Data science day experience
The two day workshop is transient but really impressive, as I learned a lot more about how domain scientist are playing with their data and what their requirements are.
The first day starts with a series of presentations from the secretaries of the DCO steering team. Most of the talk are about how they are managing their data and the ratianale behind the scene. As I am with the background of computer science and we had seen lots of paradigms in managing dataset, and their approaches are nothing new to us. However, it is still interesting to see that a great proportion of the audiences are still impressed by these ways of doing science. I would say part of the purpose of this workshop is to persuade the domain scientist to use the information platform instead of being satisfied with their current working style. Among the big shot’s presentations, Kerstin Lehnert presented their work for geo-chemical data management platform which is one of the most widely used ones. They also brand a glocal identifier, which is IGSN, to give every data sample a uniquely dereferencable address. In this sense, what they have done is much similar to our goal, however in a slightly different domain. I guess part of the reason of this talk is just to send domain scientists a signal that what we have done for the DCO will be significant in terms of improving productivity in the realm of deep carbon observatory.

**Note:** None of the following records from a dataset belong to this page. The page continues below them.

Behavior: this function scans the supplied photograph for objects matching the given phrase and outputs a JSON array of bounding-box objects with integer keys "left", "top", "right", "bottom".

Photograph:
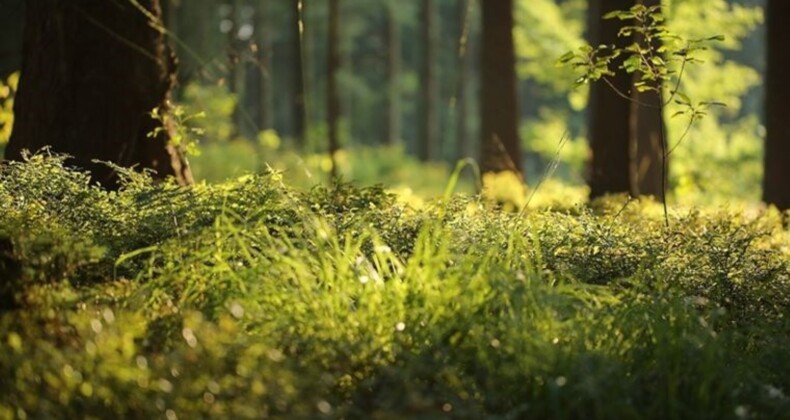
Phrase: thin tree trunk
[
  {"left": 456, "top": 0, "right": 473, "bottom": 160},
  {"left": 291, "top": 0, "right": 306, "bottom": 148},
  {"left": 327, "top": 0, "right": 341, "bottom": 179},
  {"left": 386, "top": 0, "right": 401, "bottom": 147},
  {"left": 763, "top": 0, "right": 790, "bottom": 211},
  {"left": 419, "top": 0, "right": 439, "bottom": 161},
  {"left": 226, "top": 0, "right": 243, "bottom": 139},
  {"left": 480, "top": 0, "right": 522, "bottom": 175},
  {"left": 300, "top": 0, "right": 313, "bottom": 150},
  {"left": 255, "top": 0, "right": 272, "bottom": 131},
  {"left": 5, "top": 0, "right": 192, "bottom": 188},
  {"left": 587, "top": 0, "right": 632, "bottom": 199}
]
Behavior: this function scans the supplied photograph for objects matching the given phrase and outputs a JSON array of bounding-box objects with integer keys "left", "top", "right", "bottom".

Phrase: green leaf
[{"left": 558, "top": 51, "right": 576, "bottom": 64}]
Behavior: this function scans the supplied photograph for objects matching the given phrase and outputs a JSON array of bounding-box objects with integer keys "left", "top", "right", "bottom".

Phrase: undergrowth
[{"left": 0, "top": 154, "right": 788, "bottom": 419}]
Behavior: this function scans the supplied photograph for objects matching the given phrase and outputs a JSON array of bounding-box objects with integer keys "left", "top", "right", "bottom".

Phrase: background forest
[{"left": 0, "top": 0, "right": 769, "bottom": 205}]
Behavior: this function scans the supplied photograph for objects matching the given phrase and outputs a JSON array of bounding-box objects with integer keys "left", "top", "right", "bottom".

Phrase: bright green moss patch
[{"left": 0, "top": 155, "right": 788, "bottom": 418}]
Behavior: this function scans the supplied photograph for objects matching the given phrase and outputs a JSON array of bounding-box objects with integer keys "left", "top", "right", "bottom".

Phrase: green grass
[{"left": 0, "top": 153, "right": 788, "bottom": 419}]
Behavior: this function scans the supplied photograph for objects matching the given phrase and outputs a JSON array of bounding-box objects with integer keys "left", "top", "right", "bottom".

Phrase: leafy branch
[
  {"left": 148, "top": 101, "right": 205, "bottom": 158},
  {"left": 559, "top": 4, "right": 725, "bottom": 226}
]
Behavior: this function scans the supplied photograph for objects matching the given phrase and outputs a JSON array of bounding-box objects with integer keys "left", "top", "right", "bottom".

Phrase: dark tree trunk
[
  {"left": 419, "top": 0, "right": 439, "bottom": 161},
  {"left": 631, "top": 0, "right": 665, "bottom": 202},
  {"left": 254, "top": 0, "right": 272, "bottom": 131},
  {"left": 630, "top": 85, "right": 664, "bottom": 200},
  {"left": 763, "top": 0, "right": 790, "bottom": 211},
  {"left": 386, "top": 0, "right": 401, "bottom": 147},
  {"left": 587, "top": 0, "right": 633, "bottom": 199},
  {"left": 327, "top": 0, "right": 341, "bottom": 179},
  {"left": 456, "top": 0, "right": 473, "bottom": 160},
  {"left": 5, "top": 0, "right": 192, "bottom": 188},
  {"left": 0, "top": 0, "right": 24, "bottom": 81},
  {"left": 629, "top": 0, "right": 668, "bottom": 202},
  {"left": 480, "top": 0, "right": 521, "bottom": 175},
  {"left": 226, "top": 0, "right": 244, "bottom": 139},
  {"left": 290, "top": 0, "right": 306, "bottom": 147},
  {"left": 588, "top": 0, "right": 664, "bottom": 201}
]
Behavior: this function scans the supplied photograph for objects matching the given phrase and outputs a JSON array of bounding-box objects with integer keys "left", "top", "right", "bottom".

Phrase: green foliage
[
  {"left": 529, "top": 0, "right": 762, "bottom": 204},
  {"left": 663, "top": 0, "right": 763, "bottom": 203},
  {"left": 561, "top": 4, "right": 722, "bottom": 128},
  {"left": 0, "top": 72, "right": 18, "bottom": 144},
  {"left": 189, "top": 140, "right": 470, "bottom": 200},
  {"left": 149, "top": 101, "right": 205, "bottom": 157},
  {"left": 515, "top": 0, "right": 586, "bottom": 95},
  {"left": 180, "top": 83, "right": 238, "bottom": 144},
  {"left": 0, "top": 155, "right": 788, "bottom": 418},
  {"left": 514, "top": 0, "right": 590, "bottom": 183}
]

The group discussion is the most interesting part. I was assigned to the deep energy and deep life group and the domain scientist are really trying to challenging us with all sorts of requirements. Some of the requirements are easy to handle, while others are more like asking for a google, facebook and amazon for their domain of research. They simply want to find their dataset for research through intuitive query, publish their new findings to their peers and get useful dataset updated recommended by the system if there is ever something that satisfy their requirements according to their lookup history. Definitely, these are all good suggestions. But the first step is still to have people upload some dataset over there. Han and I try to explain to them this preliminary requirements, and demoed a dataset upload to them. Suddenly, they realized that it is not difficult at all, plus there are a lot of fun in branding themselves in some place that is also very visible in their research community.
The second day is really nervous to me. As we would have a numbers of new users coming to our DCO-VIVO platform and hang around. Most of the part are working fine, however we did have some quick fix in order to make the website function properly. Currently, we didn’t really have much active users outside data science team, however the demo day is a good starter, which give us a chance to help our potential users to contribute to the network by uploading some of their research thesis or dataset.
Even though the VIVO platform is the state-of-arts for semantic social network, it doesn’t mean that the user interface is optimally customized for different group of users. There are still lot of work to be done in order to attract more users, especially the user interface. That’s why we are still working on customizing for the DCO. Let’s keep shipping!